This article seemed to fly under the radar at first, just a few months after three European heads of state admitted multiculturalism is failing:
A Populus poll found that 48% of the population would consider supporting a new anti-immigration party committed to challenging Islamist extremism, and would support policies to make it statutory for all public buildings to fly the flag of St George or the union flag.
Anti-racism campaigners said the findings suggested Britain’s mainstream parties were losing touch with public opinion on issues of identity and race.
The poll suggests that the level of backing for a far-right party could equal or even outstrip that in countries such as France, the Netherlands and Austria. France’s National Front party hopes to secure 20% in the first round of the presidential vote next year. The Dutch anti-Islam party led by Geert Wilders attracted 15.5% of the vote in last year’s parliamentary elections. – The Guardian
Interestingly, this is the voters telling the conservative right what it needs to do in order to succeed. It should listen, because if you have a goal, the methods needed to accomplish that goal are negotiable, but the goal itself is not.

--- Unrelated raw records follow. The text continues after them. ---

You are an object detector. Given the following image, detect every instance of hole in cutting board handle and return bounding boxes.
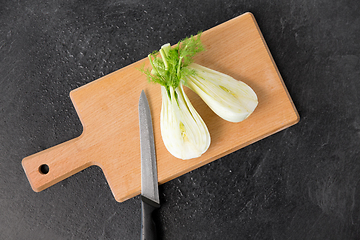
[39,164,50,174]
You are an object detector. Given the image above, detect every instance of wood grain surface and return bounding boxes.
[22,13,299,202]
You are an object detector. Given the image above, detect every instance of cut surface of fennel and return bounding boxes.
[185,63,258,122]
[160,84,211,160]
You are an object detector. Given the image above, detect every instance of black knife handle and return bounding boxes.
[141,196,160,240]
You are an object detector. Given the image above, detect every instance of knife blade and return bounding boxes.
[139,90,160,240]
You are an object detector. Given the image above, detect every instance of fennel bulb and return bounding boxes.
[160,84,210,160]
[141,34,211,160]
[186,63,258,122]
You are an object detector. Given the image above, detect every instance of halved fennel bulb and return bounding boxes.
[160,84,210,160]
[185,63,258,122]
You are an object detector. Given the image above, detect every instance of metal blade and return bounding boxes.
[139,90,160,204]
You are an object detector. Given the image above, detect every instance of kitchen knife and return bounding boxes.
[139,90,160,240]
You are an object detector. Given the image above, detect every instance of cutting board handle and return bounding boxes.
[22,135,94,192]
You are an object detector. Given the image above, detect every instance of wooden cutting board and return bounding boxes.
[22,13,299,202]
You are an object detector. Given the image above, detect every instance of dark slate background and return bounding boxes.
[0,0,360,240]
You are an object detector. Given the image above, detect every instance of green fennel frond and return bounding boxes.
[140,32,205,97]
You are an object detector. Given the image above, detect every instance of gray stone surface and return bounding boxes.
[0,0,360,240]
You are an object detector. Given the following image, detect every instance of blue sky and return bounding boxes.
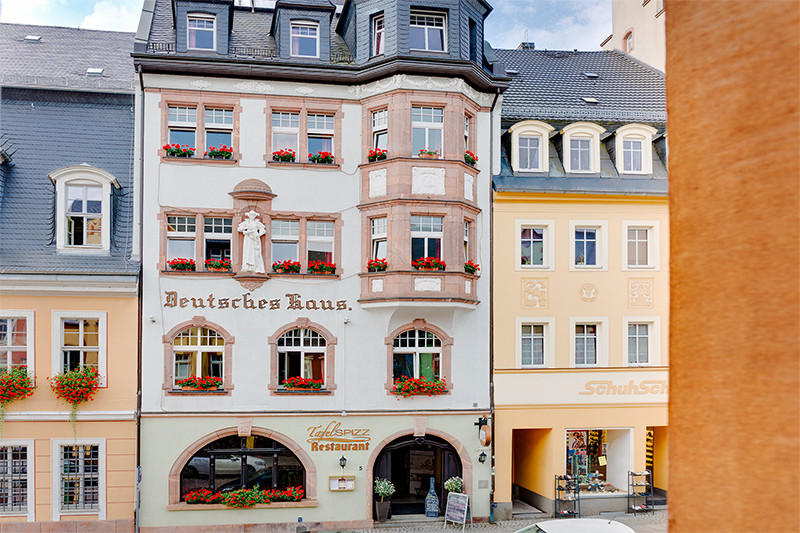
[0,0,611,50]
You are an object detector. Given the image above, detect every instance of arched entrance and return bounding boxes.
[373,435,463,515]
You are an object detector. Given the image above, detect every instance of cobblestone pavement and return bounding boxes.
[354,510,667,533]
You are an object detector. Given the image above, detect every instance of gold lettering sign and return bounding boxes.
[578,379,667,395]
[306,421,372,452]
[164,291,352,311]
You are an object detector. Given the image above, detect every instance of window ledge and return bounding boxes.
[267,161,342,170]
[167,500,317,511]
[161,155,239,165]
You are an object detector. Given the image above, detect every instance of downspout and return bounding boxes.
[489,88,500,524]
[134,65,144,533]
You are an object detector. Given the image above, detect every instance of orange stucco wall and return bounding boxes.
[666,0,800,533]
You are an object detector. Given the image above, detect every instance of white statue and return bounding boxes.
[237,209,267,274]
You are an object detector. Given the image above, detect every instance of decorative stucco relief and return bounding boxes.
[369,168,386,198]
[522,278,548,309]
[414,278,442,292]
[628,278,653,309]
[411,167,444,195]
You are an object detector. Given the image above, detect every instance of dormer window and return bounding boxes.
[614,124,657,174]
[186,14,217,50]
[508,120,553,172]
[291,22,319,57]
[561,122,606,174]
[409,11,447,52]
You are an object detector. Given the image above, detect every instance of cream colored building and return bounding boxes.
[492,50,669,519]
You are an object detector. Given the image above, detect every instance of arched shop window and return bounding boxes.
[180,435,306,501]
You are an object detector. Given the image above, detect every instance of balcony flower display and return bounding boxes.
[367,259,389,272]
[0,365,36,439]
[308,261,336,274]
[391,376,447,398]
[175,376,222,390]
[464,261,481,274]
[367,148,389,163]
[161,144,194,157]
[272,260,300,274]
[50,366,100,437]
[308,152,333,165]
[411,257,447,270]
[203,144,233,159]
[206,259,231,272]
[281,376,323,390]
[167,257,194,270]
[272,148,297,163]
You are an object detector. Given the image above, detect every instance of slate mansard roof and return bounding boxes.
[0,24,139,274]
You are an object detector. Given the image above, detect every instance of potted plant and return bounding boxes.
[308,261,336,274]
[167,257,194,270]
[50,366,100,437]
[203,144,233,159]
[272,148,297,163]
[206,259,231,272]
[272,260,300,274]
[281,376,323,390]
[175,376,222,390]
[375,477,394,522]
[0,365,36,439]
[367,148,389,163]
[389,376,447,398]
[367,259,389,272]
[464,260,481,274]
[411,257,447,270]
[161,144,194,157]
[308,152,333,165]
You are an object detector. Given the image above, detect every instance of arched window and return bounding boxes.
[180,435,306,501]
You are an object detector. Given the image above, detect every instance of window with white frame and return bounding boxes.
[272,219,300,261]
[411,106,444,156]
[291,22,319,57]
[409,10,447,52]
[278,328,327,387]
[186,14,217,50]
[372,15,385,56]
[628,322,650,365]
[272,111,300,152]
[308,113,334,155]
[392,329,442,380]
[575,324,598,366]
[172,327,225,388]
[372,109,389,150]
[0,311,35,372]
[370,217,388,259]
[203,217,233,261]
[167,105,197,148]
[167,216,196,261]
[306,220,336,263]
[205,108,233,149]
[521,324,546,366]
[411,215,443,261]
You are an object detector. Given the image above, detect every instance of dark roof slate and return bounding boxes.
[495,49,667,123]
[0,23,135,93]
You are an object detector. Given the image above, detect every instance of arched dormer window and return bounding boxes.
[561,122,606,174]
[614,124,657,174]
[508,120,554,172]
[48,165,121,253]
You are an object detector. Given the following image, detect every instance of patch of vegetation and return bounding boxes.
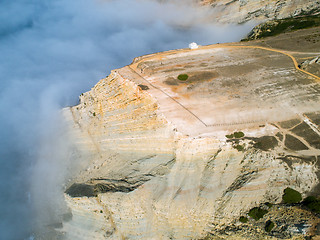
[233,144,244,152]
[264,220,274,232]
[226,132,244,139]
[233,132,244,138]
[282,187,302,203]
[264,202,273,208]
[178,74,189,81]
[138,84,149,90]
[248,207,268,221]
[241,15,320,41]
[239,216,248,223]
[253,136,278,151]
[226,133,234,138]
[302,196,320,213]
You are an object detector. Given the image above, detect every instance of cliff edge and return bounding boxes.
[61,27,320,239]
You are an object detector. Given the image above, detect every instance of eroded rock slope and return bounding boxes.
[61,37,320,239]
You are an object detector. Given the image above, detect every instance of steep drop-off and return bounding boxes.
[61,32,320,239]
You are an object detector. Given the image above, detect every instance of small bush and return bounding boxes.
[264,220,274,232]
[264,202,273,208]
[282,188,302,203]
[239,216,248,223]
[234,144,244,152]
[248,207,268,221]
[178,74,189,81]
[226,133,234,138]
[302,196,320,213]
[233,132,244,138]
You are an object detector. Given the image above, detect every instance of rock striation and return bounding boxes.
[201,0,320,23]
[60,40,320,240]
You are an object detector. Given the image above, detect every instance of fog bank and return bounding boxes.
[0,0,252,240]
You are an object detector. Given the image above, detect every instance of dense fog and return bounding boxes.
[0,0,252,240]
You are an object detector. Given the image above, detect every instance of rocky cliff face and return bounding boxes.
[202,0,320,23]
[61,39,320,240]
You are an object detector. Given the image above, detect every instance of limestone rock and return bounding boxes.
[61,41,320,240]
[201,0,320,23]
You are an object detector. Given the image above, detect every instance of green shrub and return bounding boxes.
[233,132,244,138]
[248,207,268,220]
[239,216,248,223]
[226,133,234,138]
[264,202,273,208]
[234,144,244,152]
[282,188,302,203]
[264,220,274,232]
[302,196,320,213]
[178,74,189,81]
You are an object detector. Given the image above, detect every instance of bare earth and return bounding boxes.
[119,28,320,136]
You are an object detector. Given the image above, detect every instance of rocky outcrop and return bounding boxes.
[201,0,320,23]
[61,43,319,240]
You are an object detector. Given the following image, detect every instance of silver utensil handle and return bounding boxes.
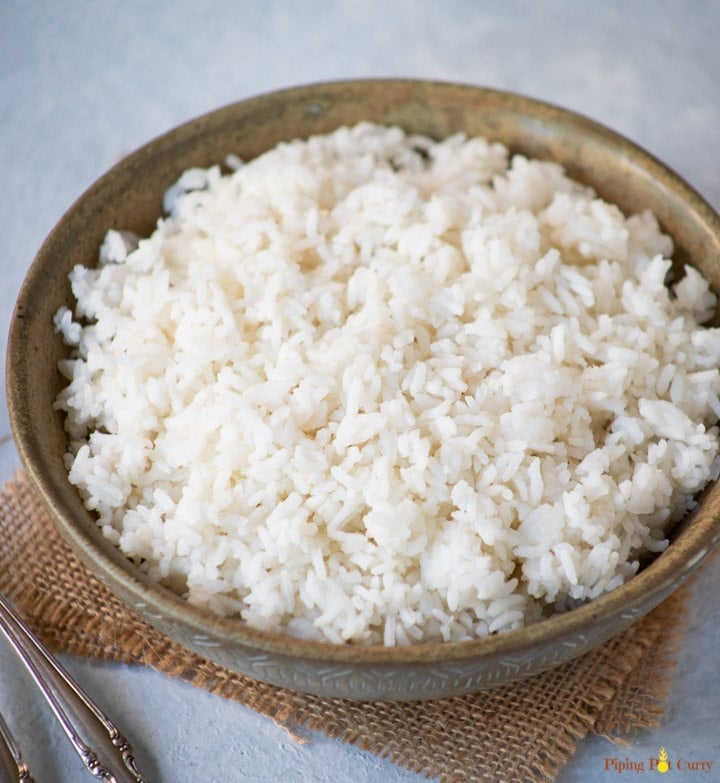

It would be a shame for the right to insist on methods, not goals, and thus repeat its past failures without achieving its possible future successes. Conservatism is an outlook and with that, an ideal which represents an ongoing goal, and we should be open to any method of achieving it.
Specifically:
The media image of the far right is skinheads who like to hurt people, sadistic toothless rednecks, and investment bankers who grinningly endorse Social Darwinism. They profit from selling this fear — and that’s what it is, repackaged fear of inferiority — at the expense of the far right, who have not been able to effectively combat it. That needs to change.
It is also worth noting that conservative parties succeed when they tune their various parts according to a common note, which should be as literal as race, but an organic vision like unity of culture and purpose.
Modern society is *soft* in precisely this fashion – its rulers have lost the ability take tough decisions: to seek long term benefits when these come at the price the cost of short term costs to themselves.
The ultimate reason is, I believe, that humans can only make tough decisions when these are supported by *transcendental aims*, in the sense that humans do not want to forgo short term gratification in this world unless life is about something *more* than gratification – and where non-worldly realities (God, heaven, truth, beauty etc.) are seen as more real and more enduring than immediate gratification – and therefore more important. – Bruce Charlton’s Miscellany
He’s right: we need some transcendental unity here or we’ll lose sight of the big picture and focus on what is immediate, including the material, the personal and the convenient.
Whether that vision is old school religion, a new religious hybrid (most likely a Vedic-Christian hybrid like Scientology and the New Age religions) or a simple agreement on transcendence itself, as enumerated by some powerful thinkers, will be decided in the future. For now, let’s recognize we need something higher than the material to unite us.
The right was thrown into disarray by World War II, which led to it abandoning many of its core principles, to our mutual failing as European-derived civilizations. A kind of bitterness set in, by which conservatives adopted public “neoconservative” and “neoliberal” (same thing) views, but in private smirked with an I-told-you-so grimace. Conservatives no longer believed they could be heard, so they let the disaster unfold, getting ready for that moment of bittersweet victory.
That outlook, and the kind of defensive reactionary paranoia that begets street violence where none is needed, holds the right back. At this point, liberalism has failed; it had a century and change to fix our problems, and it made them exponentially worse. The only people who are endorsing liberalism these days are the hopeful social climbers who want to mask perceived low origins with what they hope are aristocratic opinions.
But for the right to succeed, however, it needs to return to its principles and goals — and move on from its failed methods.